Dwight Howard can't stand the Heat and he can't stand "the Decision." After all the decision was a narcissistic, self promoting, one hour montage of LeBron James leaving Cleveland, right? He can't stand the way things went down. He poked fun at James several times during the offseason, cracking jokes about him and more recently saying he'd never consider going to the Heat. Players don't like Miami's attempt to "skip the process" and jump straight into a realm of glory only reserved for those who've paid their dues. No one wants Miami in that conversation.

Enter competition.

The Knicks responded by nabbing Carmelo Anthony and creating a duet on Broadway. Chris Paul and Dwight Howard are both looking for greener pastures in hopes of joining new Big 3s.

Now, the whole premise of today's game is built around having multiple stars on one team, and while that will essentially wipe out the middle class of the NBA, the games between the star-hoarding franchises will go down in the books.

In a way, it's similar to the Golden Age. No one-star team had a real shot of winning the NBA Finals, not if you had to go through the likes of Isaiah Thomas and Joe Dumars, of Magic, Kareem, and Worthy, of Bird, Parish, and McHale, or of Jordan, Pippen, and Grant (Rodman). Dominique Wilkins wasn't going to will the Hawks through that whole plethora of mega-starred teams. That's why the closest he ever got was pushing the Celtics to a classic Game 7 in 1988 (who knows what would have happened if that Rivers block wasn't called goaltending) where Atlanta fell in the Eastern Conference semis.

The similarities stack up between what we're seeing now and the time of old. Still, it won't be the same. Nothing will measure up to the Golden Age.

Why? Because the game is so physically oriented now. It's about strength, speed, and force. Sure, you could use Dwight Howard's left shoulder as a bed, but call me when he works a dream shake like Hakeem. Call me the next time you see a skinny white guy (that's you Kevin McHale) dominate the low post by actually breaking out a killer drop step and working his post moves like it's nobody's business. I'll never see a 6'7" man average 17 rebounds per game in this era. Why? Because now if you give that nice, little necessary nudge that gives you the rebound, it's a foul (that and the fact there will never be another Dennis Rodman).

If this insipid lockout ever ends, the basketball we see will be dazzling. We'll see acrobats fly over Timofey Mozgov (oh wait, that's Blake Griffin), we'll see LeBron steamroll four people and still finish at the rim, and we'll see Durant put that lanky body to use by torching the opposition.

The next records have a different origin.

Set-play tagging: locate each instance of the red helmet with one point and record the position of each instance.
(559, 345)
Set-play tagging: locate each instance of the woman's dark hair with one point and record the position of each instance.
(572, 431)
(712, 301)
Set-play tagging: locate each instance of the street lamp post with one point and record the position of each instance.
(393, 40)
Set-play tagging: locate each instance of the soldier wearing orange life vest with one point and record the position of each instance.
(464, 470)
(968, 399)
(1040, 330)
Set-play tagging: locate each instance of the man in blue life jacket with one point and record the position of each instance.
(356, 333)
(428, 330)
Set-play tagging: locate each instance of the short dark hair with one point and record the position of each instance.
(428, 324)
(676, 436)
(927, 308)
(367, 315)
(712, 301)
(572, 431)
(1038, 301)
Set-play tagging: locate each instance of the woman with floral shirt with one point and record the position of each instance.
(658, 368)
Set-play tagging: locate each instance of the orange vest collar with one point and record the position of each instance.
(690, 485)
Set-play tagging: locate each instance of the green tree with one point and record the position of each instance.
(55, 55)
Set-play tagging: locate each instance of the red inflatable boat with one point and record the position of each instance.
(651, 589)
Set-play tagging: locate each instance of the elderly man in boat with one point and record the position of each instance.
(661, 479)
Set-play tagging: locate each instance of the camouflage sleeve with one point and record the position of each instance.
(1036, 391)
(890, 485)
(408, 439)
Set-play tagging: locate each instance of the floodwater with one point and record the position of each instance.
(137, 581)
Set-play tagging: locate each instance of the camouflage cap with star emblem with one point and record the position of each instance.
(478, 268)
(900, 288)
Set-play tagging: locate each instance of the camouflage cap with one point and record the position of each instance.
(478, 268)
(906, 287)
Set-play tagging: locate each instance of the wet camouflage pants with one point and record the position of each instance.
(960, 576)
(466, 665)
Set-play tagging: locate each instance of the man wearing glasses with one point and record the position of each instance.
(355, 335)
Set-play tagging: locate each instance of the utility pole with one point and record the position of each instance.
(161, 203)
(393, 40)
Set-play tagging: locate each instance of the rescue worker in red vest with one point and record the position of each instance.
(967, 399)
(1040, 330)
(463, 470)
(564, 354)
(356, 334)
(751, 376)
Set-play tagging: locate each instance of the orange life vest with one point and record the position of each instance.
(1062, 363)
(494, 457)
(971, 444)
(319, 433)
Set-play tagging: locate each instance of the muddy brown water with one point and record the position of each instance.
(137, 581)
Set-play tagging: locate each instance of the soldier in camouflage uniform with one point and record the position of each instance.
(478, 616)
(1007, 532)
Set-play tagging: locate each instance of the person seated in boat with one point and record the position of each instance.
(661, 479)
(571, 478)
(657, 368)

No matter what we see though, it'll pale in comparison to Magic dishing it to Kareem. It'll pale in comparison to Bird drawing that double team and dishing it to McHale. Maybe I'm just thinking in an outdated sense of mind, but I don't care. The pure skill displayed by the likes of Magic, Kareem and Isaiah was really a sight to behold.

Their skill sets are now the basic framework for the development of the modern player, but it's for their development once they get to the NBA, and that's the sad thing. From the beginning of their playing days in the modern era, players are picked to make AAU teams off of sheer athleticism. They use that to succeed. Once they get to the NBA, they've been living off of their physical gifts the whole time, and only then do they realize that in order to compete at the NBA level, there must be a specific skill set.  In the 80s and 90s, basketball was at it's purest form: fundamentals, heart, and the personalities to tag along. 

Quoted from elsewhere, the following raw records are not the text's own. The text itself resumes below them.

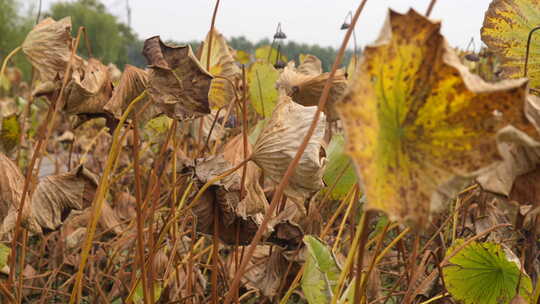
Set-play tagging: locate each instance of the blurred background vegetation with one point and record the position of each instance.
(112, 41)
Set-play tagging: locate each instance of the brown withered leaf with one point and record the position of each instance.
(234, 150)
(306, 89)
(521, 154)
(277, 144)
(209, 123)
(11, 186)
(89, 90)
(222, 64)
(132, 83)
(223, 199)
(48, 47)
(176, 80)
(266, 270)
(310, 65)
(56, 195)
(255, 200)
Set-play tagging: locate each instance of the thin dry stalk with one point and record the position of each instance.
(290, 170)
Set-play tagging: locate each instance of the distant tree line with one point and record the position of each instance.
(114, 42)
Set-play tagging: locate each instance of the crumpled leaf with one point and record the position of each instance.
(263, 94)
(309, 65)
(482, 273)
(321, 272)
(268, 54)
(56, 195)
(48, 47)
(520, 153)
(225, 196)
(176, 80)
(307, 89)
(221, 64)
(89, 90)
(276, 146)
(11, 187)
(132, 83)
(505, 31)
(265, 271)
(414, 121)
(242, 57)
(209, 123)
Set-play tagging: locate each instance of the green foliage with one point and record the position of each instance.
(321, 272)
(481, 273)
(110, 40)
(337, 162)
(262, 90)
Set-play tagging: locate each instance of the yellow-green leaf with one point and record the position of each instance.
(268, 54)
(10, 133)
(506, 28)
(242, 57)
(221, 65)
(415, 117)
(4, 254)
(482, 273)
(321, 272)
(262, 87)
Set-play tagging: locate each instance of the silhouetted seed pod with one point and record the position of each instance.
(280, 64)
(472, 57)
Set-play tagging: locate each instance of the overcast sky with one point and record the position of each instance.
(310, 21)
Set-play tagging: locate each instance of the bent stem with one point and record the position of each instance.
(292, 166)
(99, 199)
(6, 60)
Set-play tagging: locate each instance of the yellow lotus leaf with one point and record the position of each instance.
(221, 65)
(48, 47)
(267, 53)
(177, 82)
(415, 117)
(506, 28)
(263, 94)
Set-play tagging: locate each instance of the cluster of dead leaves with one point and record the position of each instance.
(176, 83)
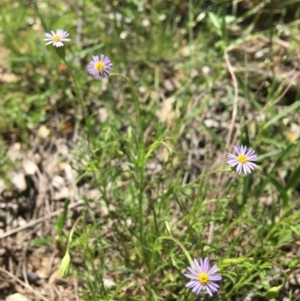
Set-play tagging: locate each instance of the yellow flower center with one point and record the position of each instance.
(56, 38)
(203, 278)
(99, 66)
(242, 159)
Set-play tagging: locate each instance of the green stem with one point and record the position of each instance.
(71, 233)
(81, 102)
(185, 251)
(135, 98)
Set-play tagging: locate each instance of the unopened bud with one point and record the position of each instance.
(168, 229)
(65, 265)
(273, 292)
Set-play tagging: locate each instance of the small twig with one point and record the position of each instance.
(236, 94)
(23, 284)
(39, 220)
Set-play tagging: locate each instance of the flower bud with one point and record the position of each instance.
(273, 292)
(65, 265)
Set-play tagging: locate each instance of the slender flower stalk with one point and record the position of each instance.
(100, 66)
(243, 159)
(203, 277)
(56, 38)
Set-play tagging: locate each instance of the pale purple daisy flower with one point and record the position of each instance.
(203, 277)
(56, 38)
(100, 66)
(242, 159)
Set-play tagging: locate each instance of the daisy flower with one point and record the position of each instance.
(100, 65)
(56, 39)
(203, 277)
(242, 159)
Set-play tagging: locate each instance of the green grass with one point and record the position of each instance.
(163, 184)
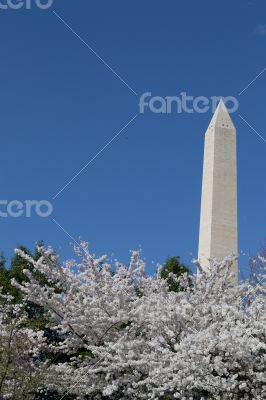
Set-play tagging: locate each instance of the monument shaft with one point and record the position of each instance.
(218, 220)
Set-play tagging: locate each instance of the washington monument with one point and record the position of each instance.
(218, 219)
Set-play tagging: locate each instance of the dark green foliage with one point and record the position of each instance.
(174, 266)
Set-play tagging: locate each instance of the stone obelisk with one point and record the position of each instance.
(218, 219)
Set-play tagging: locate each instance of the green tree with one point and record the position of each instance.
(173, 268)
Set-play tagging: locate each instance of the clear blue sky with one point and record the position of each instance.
(60, 104)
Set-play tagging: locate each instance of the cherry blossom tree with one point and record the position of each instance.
(19, 352)
(125, 335)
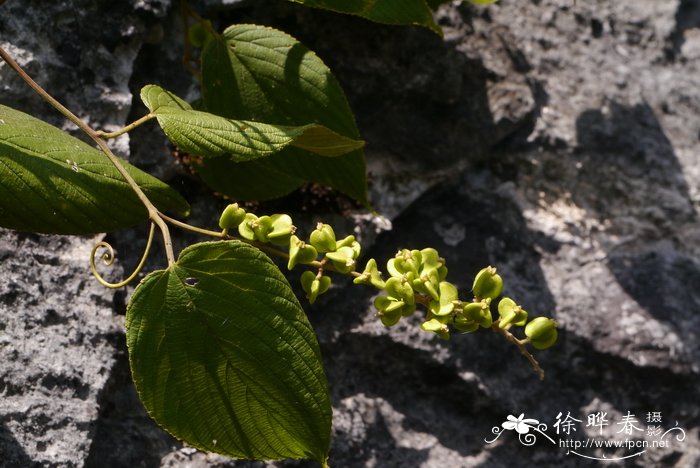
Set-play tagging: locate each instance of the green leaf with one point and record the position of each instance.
(224, 358)
(258, 73)
(54, 183)
(414, 12)
(208, 135)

The stars are unquestionably bigger and better in the Modern Era. I'm sure if you pit Dwight Howard in his prime vs. Kareem in his prime, Howard would just out muscle him. I'm sure if you let Derrick Rose and Isaiah Thomas play one on one, Rose would spawn over him and onto the rim. I know that that the athletes of today are superior, but that doesn't mean the game is.

We may be embarking upon the 2nd Golden Age in NBA History (once the lockout ends), but don't let a return of insanely riveting basketball make you lose sight of the very era it's modeling.